Here are a few grounding techniques you can try, to get started and lead you to find what works best for you:

  • Nature Immersion Therapy: lay down, sit, stand barefoot, or even walk on the grass/sand/dirt.
  • Submersing in Water: walking through a clear lake, swimming in the ocean, gently floating in a bath, sitting/standing in the shower, putting your hands in running water and slightly change the water temperature to feel the difference, even splashing water on your face.
  • Body Scan: Focus on points of contact – if you’re seated (the parts of your body touching the chair, how they feel, how the chair feels) or standing (where your feet are touching the ground, how are you standing), what do the clothes on your body feel like against your skin, when breathing how does your chest move (continue your focus out) what are your abdominal muscles doing in response and so on.
  • Spatial Awareness: What’s around you and where are you in relation to it, use your five senses what can you see, hear, smell, taste and feel? Is there one sense in particular you can focus on, if not all, for example, what do you hear right nearby and continue out until you reach as far as you can hear?
  • Anchoring Phrase: Say who you are, your age, where you are, what you just did, what you are doing, what you’re going to do next. You can add more statements, change some and use as much detail as you want.
  • Breathing: Sometimes just breathing can help, take ten breaths, make sure they’re deep and slow, focus on the air as it comes in and as it goes out, focus on how it feels to have the air enter and exit your lungs, and quietly say the number of the breath with each exhale.
  • Food and Drink: do you have a glass or mug in your hands, hold it and feel the temperature as it moves through your hands and slightly up your arms. What does your drink or food look like, what is it doing to the air around it, is there steam or does the air feel cool when you put your hand close to it? Have a small sip or bite of something and move it around your mouth, how does it taste and feel? Is there ice or condensation, how long does it take to start melting, allow the melting process to capture your full attention and solely focus on that.
  • Movement: Get up and walk around, stretch, stamp your feet or clap your hands, feel that sensation of impact and connection as your feet touch the ground with every step, and listen to the sounds made.
  • Gardening: If you have a garden or like gardening, connect with the soil and plants through your fingers by tending to them.
  • Visualisation: Imagine roots growing from where you are connecting with the earth, see how it stabilises you, anchoring you in place, as you breathe deep and slow breaths the roots grow, they’re not constricting, they’re just here for support and stability, allow yourself to take comfort in yourself and your location.
  • Grounding Equipment: There are also grounding mats, sheets, socks and other equipment that replicate the electric current of the earth so that you may ground yourself indoors if going outside isn’t an option.

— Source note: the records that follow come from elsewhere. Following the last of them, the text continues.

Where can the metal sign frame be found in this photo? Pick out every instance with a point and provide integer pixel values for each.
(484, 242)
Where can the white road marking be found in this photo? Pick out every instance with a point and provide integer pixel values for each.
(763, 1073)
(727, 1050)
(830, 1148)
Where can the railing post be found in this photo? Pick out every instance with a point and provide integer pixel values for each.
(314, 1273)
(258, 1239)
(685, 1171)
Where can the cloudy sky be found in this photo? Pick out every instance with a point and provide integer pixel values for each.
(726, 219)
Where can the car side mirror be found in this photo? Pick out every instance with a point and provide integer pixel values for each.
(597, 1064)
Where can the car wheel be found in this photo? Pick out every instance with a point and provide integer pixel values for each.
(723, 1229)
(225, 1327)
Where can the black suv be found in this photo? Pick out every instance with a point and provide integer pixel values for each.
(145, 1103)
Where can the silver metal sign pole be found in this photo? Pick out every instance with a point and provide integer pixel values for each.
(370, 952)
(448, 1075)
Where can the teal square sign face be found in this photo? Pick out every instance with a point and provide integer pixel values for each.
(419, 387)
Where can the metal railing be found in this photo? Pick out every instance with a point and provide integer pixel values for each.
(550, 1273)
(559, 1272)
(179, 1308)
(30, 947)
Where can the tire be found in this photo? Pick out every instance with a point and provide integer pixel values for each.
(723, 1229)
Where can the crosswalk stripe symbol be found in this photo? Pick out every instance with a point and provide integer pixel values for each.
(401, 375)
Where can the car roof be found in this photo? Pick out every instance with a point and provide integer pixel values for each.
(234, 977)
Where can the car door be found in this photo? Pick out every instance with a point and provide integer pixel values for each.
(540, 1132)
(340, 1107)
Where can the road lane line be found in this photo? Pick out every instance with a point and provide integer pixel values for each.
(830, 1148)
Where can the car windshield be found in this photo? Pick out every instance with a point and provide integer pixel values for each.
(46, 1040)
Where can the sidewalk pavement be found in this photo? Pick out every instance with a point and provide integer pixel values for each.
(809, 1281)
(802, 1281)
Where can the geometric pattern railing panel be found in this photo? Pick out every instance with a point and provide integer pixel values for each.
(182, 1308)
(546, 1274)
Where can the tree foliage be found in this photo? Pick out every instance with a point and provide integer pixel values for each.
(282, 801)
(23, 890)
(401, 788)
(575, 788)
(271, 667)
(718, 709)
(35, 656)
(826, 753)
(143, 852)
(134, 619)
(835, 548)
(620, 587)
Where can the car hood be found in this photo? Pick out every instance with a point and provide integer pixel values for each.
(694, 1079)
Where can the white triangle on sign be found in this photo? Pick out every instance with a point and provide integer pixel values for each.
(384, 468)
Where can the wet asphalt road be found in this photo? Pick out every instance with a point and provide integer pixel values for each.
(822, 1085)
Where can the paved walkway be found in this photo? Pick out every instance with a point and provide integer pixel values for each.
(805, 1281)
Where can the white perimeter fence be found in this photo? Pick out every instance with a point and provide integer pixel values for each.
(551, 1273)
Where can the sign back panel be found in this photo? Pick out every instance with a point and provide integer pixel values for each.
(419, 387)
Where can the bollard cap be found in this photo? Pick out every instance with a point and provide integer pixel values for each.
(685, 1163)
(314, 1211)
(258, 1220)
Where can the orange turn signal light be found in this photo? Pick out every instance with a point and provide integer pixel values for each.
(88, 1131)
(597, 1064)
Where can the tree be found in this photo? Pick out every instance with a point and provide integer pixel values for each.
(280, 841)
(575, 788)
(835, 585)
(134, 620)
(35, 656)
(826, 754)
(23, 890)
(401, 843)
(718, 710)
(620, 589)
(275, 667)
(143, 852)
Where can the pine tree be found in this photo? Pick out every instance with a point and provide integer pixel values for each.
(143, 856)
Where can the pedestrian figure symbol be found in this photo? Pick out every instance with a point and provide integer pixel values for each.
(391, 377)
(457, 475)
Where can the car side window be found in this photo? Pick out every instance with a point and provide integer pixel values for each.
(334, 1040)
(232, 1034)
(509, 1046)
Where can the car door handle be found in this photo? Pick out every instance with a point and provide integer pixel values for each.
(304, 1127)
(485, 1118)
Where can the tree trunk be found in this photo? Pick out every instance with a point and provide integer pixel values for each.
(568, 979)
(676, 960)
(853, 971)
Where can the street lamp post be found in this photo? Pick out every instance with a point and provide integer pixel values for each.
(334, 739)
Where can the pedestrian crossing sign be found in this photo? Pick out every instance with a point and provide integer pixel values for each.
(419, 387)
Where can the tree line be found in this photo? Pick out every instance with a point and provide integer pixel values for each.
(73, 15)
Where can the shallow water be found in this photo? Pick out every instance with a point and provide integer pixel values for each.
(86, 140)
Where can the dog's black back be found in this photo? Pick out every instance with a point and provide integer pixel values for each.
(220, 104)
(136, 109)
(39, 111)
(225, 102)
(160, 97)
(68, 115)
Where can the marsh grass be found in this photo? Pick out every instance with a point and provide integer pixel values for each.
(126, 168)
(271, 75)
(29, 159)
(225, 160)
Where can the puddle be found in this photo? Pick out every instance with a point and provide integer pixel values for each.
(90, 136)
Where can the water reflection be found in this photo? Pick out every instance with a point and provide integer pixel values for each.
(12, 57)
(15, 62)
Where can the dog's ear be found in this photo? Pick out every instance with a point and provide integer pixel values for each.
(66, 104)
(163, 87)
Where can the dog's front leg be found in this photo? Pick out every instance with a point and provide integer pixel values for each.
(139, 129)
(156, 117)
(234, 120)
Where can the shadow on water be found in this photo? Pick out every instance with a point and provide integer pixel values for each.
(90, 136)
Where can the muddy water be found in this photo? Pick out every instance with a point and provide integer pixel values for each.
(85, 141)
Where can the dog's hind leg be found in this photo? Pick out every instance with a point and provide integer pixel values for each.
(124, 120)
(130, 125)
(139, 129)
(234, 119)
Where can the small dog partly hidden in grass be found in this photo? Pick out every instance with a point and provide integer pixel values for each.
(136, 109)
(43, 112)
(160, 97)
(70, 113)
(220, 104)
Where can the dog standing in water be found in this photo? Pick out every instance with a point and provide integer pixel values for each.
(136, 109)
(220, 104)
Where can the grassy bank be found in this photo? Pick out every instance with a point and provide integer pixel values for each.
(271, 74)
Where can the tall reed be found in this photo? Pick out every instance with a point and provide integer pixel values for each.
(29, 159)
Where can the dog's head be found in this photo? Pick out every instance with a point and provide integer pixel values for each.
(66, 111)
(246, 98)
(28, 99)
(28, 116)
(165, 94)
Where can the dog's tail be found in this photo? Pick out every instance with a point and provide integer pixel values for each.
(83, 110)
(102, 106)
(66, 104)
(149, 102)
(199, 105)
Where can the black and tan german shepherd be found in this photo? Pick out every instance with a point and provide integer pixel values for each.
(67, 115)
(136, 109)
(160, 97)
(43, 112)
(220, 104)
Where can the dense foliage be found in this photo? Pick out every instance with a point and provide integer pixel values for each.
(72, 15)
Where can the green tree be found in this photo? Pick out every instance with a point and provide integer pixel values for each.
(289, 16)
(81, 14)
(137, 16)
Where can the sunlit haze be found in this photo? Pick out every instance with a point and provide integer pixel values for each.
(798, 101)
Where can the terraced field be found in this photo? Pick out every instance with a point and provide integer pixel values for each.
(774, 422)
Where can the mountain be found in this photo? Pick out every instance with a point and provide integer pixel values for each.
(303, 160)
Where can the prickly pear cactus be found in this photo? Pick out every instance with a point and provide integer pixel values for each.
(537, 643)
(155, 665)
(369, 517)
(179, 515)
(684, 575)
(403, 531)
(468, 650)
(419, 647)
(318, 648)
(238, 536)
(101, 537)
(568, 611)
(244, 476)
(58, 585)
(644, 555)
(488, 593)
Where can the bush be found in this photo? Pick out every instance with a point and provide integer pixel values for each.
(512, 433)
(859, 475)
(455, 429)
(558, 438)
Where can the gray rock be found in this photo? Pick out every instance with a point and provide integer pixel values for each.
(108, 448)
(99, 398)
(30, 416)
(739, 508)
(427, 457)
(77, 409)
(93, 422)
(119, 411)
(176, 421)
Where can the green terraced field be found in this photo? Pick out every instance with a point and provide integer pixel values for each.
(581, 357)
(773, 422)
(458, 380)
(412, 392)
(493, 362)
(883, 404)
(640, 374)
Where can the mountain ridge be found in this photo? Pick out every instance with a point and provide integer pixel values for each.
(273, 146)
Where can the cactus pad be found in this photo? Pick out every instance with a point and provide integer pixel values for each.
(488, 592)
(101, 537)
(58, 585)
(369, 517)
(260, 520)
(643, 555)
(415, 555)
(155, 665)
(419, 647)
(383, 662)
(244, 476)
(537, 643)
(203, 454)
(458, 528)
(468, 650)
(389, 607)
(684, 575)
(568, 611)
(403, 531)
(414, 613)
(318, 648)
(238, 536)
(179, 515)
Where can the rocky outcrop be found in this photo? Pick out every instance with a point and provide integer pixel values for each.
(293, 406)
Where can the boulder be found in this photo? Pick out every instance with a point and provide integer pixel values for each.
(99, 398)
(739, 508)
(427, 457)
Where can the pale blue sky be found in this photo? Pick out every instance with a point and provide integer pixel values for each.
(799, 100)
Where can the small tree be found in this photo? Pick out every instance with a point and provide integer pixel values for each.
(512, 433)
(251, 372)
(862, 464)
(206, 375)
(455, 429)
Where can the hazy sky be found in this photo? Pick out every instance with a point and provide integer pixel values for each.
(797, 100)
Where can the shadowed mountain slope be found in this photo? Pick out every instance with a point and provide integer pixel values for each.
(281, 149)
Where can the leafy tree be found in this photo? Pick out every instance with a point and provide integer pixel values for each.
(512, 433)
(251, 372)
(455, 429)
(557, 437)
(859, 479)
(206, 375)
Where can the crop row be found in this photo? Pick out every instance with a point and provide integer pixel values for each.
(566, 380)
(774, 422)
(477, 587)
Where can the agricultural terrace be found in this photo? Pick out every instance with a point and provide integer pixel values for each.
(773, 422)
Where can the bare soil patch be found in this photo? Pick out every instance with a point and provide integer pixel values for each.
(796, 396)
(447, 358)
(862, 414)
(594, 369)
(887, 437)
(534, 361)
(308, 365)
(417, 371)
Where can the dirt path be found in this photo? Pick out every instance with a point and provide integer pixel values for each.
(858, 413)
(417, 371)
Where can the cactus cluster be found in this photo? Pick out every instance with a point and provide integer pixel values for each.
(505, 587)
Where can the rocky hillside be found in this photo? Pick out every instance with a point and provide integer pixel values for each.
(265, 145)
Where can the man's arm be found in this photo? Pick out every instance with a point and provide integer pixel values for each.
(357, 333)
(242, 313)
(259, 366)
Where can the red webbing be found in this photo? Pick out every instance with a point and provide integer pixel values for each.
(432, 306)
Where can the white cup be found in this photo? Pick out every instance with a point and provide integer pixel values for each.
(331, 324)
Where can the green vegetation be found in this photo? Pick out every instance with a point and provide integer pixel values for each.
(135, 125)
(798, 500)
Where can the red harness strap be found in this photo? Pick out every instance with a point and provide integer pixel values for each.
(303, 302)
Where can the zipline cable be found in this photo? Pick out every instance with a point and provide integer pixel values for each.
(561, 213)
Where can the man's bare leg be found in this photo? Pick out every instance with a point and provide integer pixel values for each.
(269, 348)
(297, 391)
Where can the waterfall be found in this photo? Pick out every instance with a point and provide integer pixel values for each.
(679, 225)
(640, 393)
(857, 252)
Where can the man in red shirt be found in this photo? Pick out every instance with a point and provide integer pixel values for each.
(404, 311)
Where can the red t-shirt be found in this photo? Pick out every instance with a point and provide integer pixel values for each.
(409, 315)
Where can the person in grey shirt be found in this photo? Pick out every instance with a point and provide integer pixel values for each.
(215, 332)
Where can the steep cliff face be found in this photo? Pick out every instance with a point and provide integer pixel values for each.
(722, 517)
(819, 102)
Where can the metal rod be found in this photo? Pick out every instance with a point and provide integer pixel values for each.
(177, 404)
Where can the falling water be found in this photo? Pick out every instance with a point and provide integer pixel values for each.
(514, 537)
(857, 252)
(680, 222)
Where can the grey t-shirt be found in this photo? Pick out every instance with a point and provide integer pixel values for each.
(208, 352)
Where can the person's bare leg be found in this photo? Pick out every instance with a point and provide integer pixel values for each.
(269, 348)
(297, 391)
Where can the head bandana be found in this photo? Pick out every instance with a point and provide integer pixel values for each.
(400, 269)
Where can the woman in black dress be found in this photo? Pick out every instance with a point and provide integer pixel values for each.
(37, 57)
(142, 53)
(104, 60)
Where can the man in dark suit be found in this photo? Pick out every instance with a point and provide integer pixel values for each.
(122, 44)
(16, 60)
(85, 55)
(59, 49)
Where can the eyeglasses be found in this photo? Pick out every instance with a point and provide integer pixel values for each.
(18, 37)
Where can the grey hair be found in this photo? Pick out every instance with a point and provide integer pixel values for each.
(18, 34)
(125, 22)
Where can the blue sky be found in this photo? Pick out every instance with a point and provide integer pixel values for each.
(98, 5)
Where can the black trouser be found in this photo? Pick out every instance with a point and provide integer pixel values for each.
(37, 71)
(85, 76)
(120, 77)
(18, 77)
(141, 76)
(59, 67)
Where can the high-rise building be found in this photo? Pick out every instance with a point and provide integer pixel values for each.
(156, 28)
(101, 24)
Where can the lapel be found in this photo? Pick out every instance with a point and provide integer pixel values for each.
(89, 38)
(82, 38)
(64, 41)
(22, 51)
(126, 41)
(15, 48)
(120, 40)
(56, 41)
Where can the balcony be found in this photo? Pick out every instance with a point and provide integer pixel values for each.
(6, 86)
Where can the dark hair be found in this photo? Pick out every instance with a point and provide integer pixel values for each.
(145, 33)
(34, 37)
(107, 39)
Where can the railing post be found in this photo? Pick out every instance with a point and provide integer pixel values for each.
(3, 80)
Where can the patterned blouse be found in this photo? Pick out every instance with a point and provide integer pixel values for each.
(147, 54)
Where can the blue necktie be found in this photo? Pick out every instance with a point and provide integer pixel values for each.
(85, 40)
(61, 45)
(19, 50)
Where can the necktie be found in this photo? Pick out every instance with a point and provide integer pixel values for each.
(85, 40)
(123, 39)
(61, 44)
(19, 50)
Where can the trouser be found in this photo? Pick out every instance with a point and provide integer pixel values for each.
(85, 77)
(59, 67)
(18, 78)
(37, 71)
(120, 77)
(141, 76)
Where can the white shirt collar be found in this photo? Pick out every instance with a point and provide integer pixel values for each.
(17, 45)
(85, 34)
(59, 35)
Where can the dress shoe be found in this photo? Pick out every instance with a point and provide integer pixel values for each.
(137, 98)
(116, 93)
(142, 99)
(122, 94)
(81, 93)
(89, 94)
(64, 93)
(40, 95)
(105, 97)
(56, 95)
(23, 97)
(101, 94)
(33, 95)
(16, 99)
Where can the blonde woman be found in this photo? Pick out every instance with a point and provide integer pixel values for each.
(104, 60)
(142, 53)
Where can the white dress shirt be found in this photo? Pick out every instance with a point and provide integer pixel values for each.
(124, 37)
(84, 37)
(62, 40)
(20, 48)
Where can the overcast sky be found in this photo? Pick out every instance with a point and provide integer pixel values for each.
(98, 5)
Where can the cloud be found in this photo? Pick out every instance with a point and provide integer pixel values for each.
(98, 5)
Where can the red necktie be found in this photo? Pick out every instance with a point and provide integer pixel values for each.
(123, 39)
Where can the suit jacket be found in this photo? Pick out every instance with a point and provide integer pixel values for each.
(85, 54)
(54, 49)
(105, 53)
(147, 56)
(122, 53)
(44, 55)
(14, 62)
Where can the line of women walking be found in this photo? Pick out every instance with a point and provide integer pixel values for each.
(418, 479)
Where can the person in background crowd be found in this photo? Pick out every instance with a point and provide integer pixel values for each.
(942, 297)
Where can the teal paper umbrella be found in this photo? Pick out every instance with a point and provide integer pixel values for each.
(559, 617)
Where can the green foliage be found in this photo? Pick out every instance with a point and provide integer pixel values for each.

These are just a few examples of the many different grounding techniques out there that you could try.


Many grounding advocates recommend being outside when using grounding techniques as that can make them more effective (be sure to practice any of these actions safely and away from dangers).

Grounding isn’t always going to be easy, it can take some time to learn the techniques and find what works for you in which situations so it’s important to practice, not overthink your actions, stick with what makes you feel comfortable, don’t focus on how you mentally or emotionally feel during the exercise and check in with yourself to see what’s working and what isn’t by taking note of your distress before and after your exercises if you can.

You might even find keeping track of the grounding exercises you’re doing and what about them worked, what didn’t and what you might want to change in the future can help you find or even create the best grounding techniques for you.